Apalagi, sebagian besar pemain yang didaftarkan bisa dibilang cukup minim pengalaman di tim nasional senior, apalagi di turnamen sekelas Piala Asia. Jelas, tidak banyak yang bisa diharapkan dari tim dengan "spek" seperti ini.
Tapi, seperti biasa, atas nama animo suporter dan mimpi, sebuah harapan pada akhirnya malah berbalik jadi beban berat. Padahal, ini adalah salah satu tim dengan peringkat FIFA dan rerata umur terendah di turnamen.
Akibat beban berat ini, tim yang baru mulai menapak level Asia jadi terlihat kesulitan. Jangankan mencetak gol, apalagi menang, bermain sebagai sebuah tim saja masih belum lancar.

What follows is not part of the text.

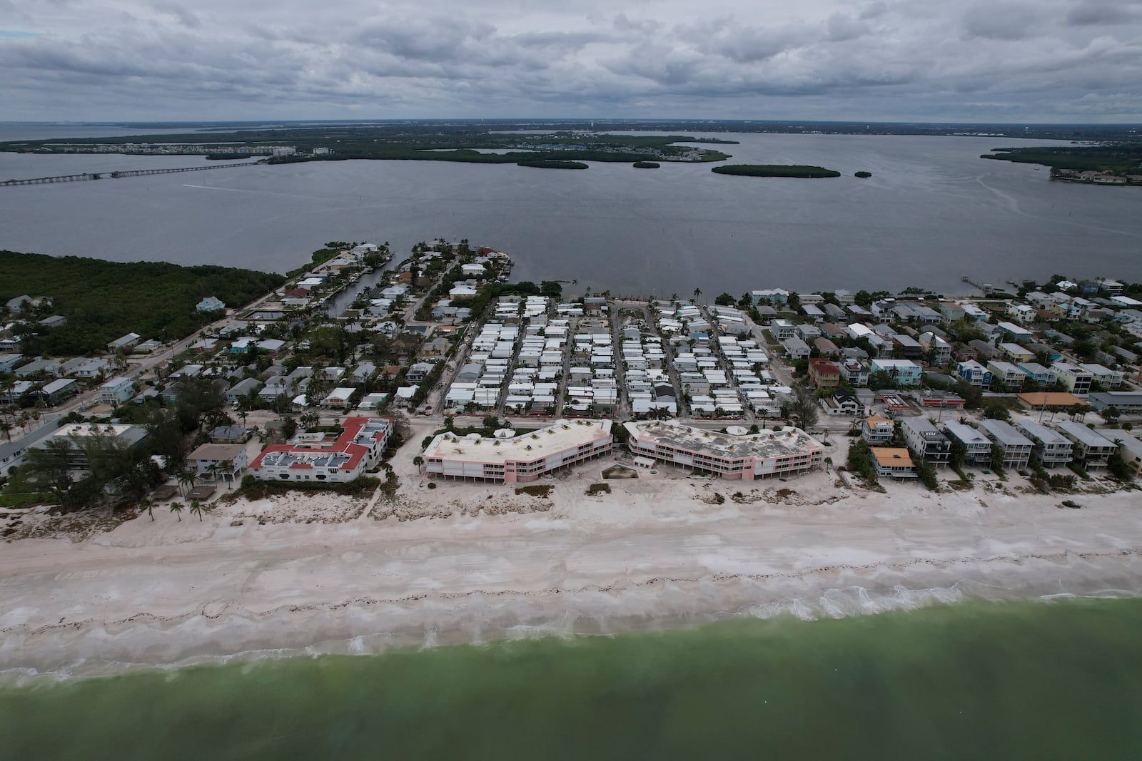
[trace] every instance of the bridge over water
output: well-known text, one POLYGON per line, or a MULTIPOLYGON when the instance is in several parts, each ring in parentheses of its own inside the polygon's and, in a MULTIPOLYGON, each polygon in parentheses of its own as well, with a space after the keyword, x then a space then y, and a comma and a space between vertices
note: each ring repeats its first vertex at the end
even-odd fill
POLYGON ((228 169, 230 167, 254 167, 258 162, 243 161, 235 164, 215 164, 212 167, 180 167, 178 169, 132 169, 121 172, 88 172, 85 175, 58 175, 56 177, 35 177, 32 179, 9 179, 0 181, 6 185, 43 185, 46 183, 78 183, 89 179, 118 179, 120 177, 143 177, 144 175, 172 175, 175 172, 201 172, 207 169, 228 169))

Memang, ada progres dari segi peringkat FIFA dan performa, tapi semua itu jadi terlihat percuma, karena posisi 150 besar dunia ternyata tetap membuat Tim Garuda seperti pelanduk diantara gajah.
Meski sudah mampu lolos kualifikasi Piala Asia 2023, dan diperkuat beberapa pemain diaspora yang pernah atau sedang main di Eropa, perkembangan tim lain di Asia masih jadi gap yang harus dikejar.
Sebenarnya masalah ini terjadi di tim-tim Asia Tenggara secara umum, termasuk Thailand dan Vietnam yang dalam beberapa tahun terakhir biasa menjadi pesaing juara Piala AFF.
Ada gap kualitas yang masih cukup lebar saat menapak level Asia, dan gap ini masih belum sepenuhnya bisa terkejar, sekalipun sudah punya pemain diaspora yang berprofil Eropa.
Inilah kenyataan pahit yang terpaksa harus diterima, dan sekali lagi membuktikan, Piala AFF, SEA Games maupun kompetisi sejenis di level ASEAN tak banyak berguna di level Asia.